First, the gene that the authors identified and termed cfr shows high identity to genes from Clostridium species and various Bacillus species whole-genome sequences but only limited identity to cfr genes with confirmed roles in linezolid resistance. The sequences of the 349-amino-acid proteins, deduced from the respective nucleotide sequences of the cfr-related genes from C. difficile, revealed only 75.1% identity to the original Cfr protein (GenBank accession no. NP_899167.1) from Staphylococcus sciuri. Moreover, they showed 84.5%, 58.2%, and 62.1% identity to the proteins ClbA, ClbB, and ClbC, respectively.

To harmonize the use of resistance gene designations, nomenclature centers for specific resistance genes have been established. These centers provide, upon request, unambiguous designations for newly identified antimicrobial resistance genes. Reviews that describe the currently known resistance genes and the rules on which gene designations are based have been published by the curators of these nomenclature centers (9–12). One such nomenclature center is also devoted to genes that confer resistance to macrolide-lincosamide-streptogramin (MLS) antibiotics (http://faculty.washington.edu/marilynr/). Since Cfr also mediates resistance to lincosamides and streptogramin A antibiotics, two classes of the MLS antibiotics, it is suggested that the authors submit their new cfr-related gene to this nomenclature center and ask for an appropriate gene designation.

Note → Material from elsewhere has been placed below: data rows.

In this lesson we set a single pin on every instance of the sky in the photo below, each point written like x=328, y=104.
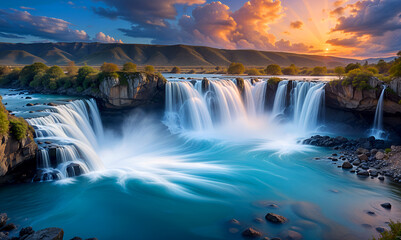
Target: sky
x=345, y=28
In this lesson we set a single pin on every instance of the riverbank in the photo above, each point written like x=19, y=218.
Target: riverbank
x=366, y=157
x=10, y=231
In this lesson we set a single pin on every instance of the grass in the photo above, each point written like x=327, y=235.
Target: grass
x=393, y=234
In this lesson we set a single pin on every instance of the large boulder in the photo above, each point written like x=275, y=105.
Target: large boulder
x=132, y=90
x=275, y=218
x=47, y=234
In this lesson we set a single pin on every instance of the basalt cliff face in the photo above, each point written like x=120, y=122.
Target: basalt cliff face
x=132, y=90
x=349, y=98
x=17, y=157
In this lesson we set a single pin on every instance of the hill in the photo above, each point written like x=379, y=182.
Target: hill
x=157, y=55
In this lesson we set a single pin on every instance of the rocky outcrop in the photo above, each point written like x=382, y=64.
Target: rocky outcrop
x=17, y=157
x=132, y=90
x=348, y=97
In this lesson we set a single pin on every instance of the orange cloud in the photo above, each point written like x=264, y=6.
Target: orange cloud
x=296, y=24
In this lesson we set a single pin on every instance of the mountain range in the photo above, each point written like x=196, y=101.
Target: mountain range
x=157, y=55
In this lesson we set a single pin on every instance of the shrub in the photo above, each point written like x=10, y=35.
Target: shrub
x=358, y=78
x=253, y=71
x=273, y=69
x=129, y=67
x=71, y=68
x=4, y=123
x=339, y=71
x=236, y=68
x=7, y=79
x=291, y=70
x=393, y=233
x=5, y=70
x=352, y=66
x=28, y=72
x=149, y=69
x=109, y=67
x=18, y=128
x=372, y=70
x=274, y=80
x=175, y=70
x=82, y=73
x=319, y=71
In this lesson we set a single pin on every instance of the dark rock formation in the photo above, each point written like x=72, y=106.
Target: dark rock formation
x=275, y=218
x=132, y=90
x=251, y=233
x=17, y=157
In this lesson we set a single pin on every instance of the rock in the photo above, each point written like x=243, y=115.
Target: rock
x=9, y=227
x=373, y=173
x=386, y=205
x=291, y=235
x=363, y=157
x=3, y=236
x=251, y=233
x=26, y=231
x=3, y=219
x=47, y=234
x=234, y=222
x=379, y=156
x=363, y=173
x=275, y=218
x=346, y=165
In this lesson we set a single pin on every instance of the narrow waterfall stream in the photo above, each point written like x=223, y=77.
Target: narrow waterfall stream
x=377, y=130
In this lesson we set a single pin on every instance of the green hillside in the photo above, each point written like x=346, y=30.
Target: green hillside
x=158, y=55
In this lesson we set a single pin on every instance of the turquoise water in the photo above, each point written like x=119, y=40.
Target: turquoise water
x=188, y=185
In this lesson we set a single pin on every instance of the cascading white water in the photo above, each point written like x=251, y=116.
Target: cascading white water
x=377, y=131
x=280, y=98
x=190, y=107
x=68, y=139
x=307, y=100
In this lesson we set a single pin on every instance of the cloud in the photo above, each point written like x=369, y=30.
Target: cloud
x=6, y=35
x=372, y=18
x=214, y=24
x=23, y=23
x=296, y=24
x=339, y=3
x=27, y=8
x=338, y=11
x=346, y=42
x=147, y=12
x=101, y=37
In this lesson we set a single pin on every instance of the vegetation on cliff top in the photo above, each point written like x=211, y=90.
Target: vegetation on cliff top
x=39, y=76
x=11, y=125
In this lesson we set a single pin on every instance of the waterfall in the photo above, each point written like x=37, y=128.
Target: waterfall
x=190, y=107
x=280, y=98
x=68, y=139
x=377, y=131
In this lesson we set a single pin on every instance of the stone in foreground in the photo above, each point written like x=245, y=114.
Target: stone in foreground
x=251, y=233
x=275, y=218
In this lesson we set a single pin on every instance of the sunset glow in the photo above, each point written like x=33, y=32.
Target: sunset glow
x=349, y=28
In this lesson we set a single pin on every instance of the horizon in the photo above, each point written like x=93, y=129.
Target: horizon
x=339, y=28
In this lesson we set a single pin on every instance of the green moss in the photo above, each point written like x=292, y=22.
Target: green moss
x=4, y=123
x=18, y=128
x=392, y=234
x=274, y=80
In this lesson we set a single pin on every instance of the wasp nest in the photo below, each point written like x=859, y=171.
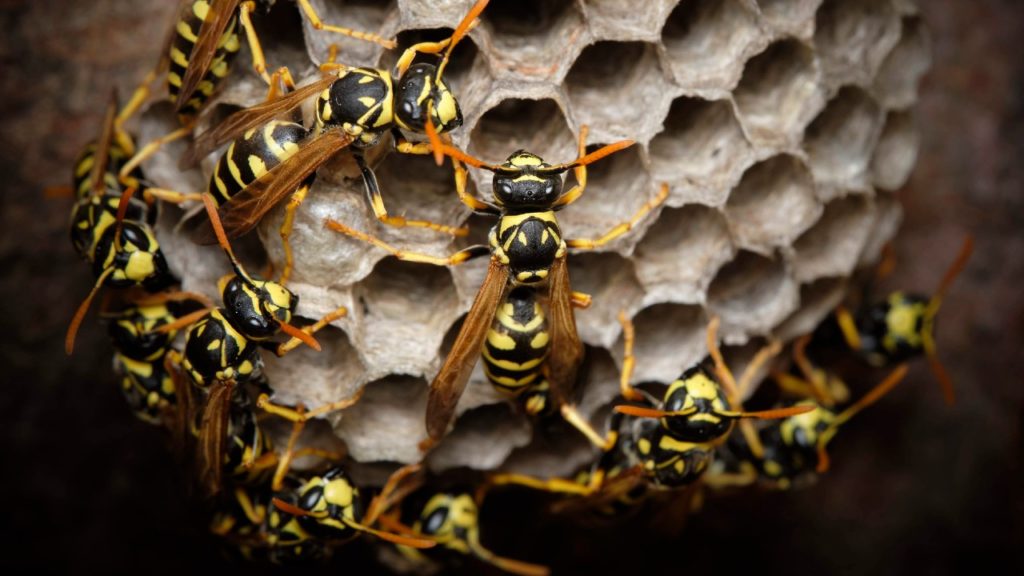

Second, the manuscript provided by Marín et al. (1) does not contain any information about the functionality of their cfr-related gene as a linezolid resistance gene or a multiresistance gene that confers the Cfr-associated resistance phenotype. The observation that C. difficile isolates with elevated linezolid MICs harbor the gene in question might be considered a hint about the role of this gene but not a proof that this gene in fact plays a role in linezolid resistance. Moreover, two other C. difficile isolates from the same strain collection which showed elevated MICs of linezolid (16 μg/ml) and also elevated MICs of erythromycin, clindamycin, and chloramphenicol, did not harbor this cfr-related gene. This observation suggests that other, so-far-unidentified genes/mechanisms may account for the elevated linezolid MIC in C. difficile.

Taking these considerations together, we feel that it is absolutely important to confirm the role of this cfr-related gene in linezolid resistance by supplementing the observations made in the manuscript by Marín et al. (1) with adequate additional experiments. These experiments may include the cloning of the gene in question, transforming it into a susceptible host, showing that the gene is expressed in this host, and showing that it confers a Cfr-associated resistance phenotype in this new host. If these experiments are successfully conducted and the role of this gene as a linezolid resistance gene is confirmed, the MLS nomenclature center should be approached for a unique resistance gene designation which, based on the comparatively low percentage of identity, should be other than cfr.

Ed. Note: The authors of the published article declined to respond.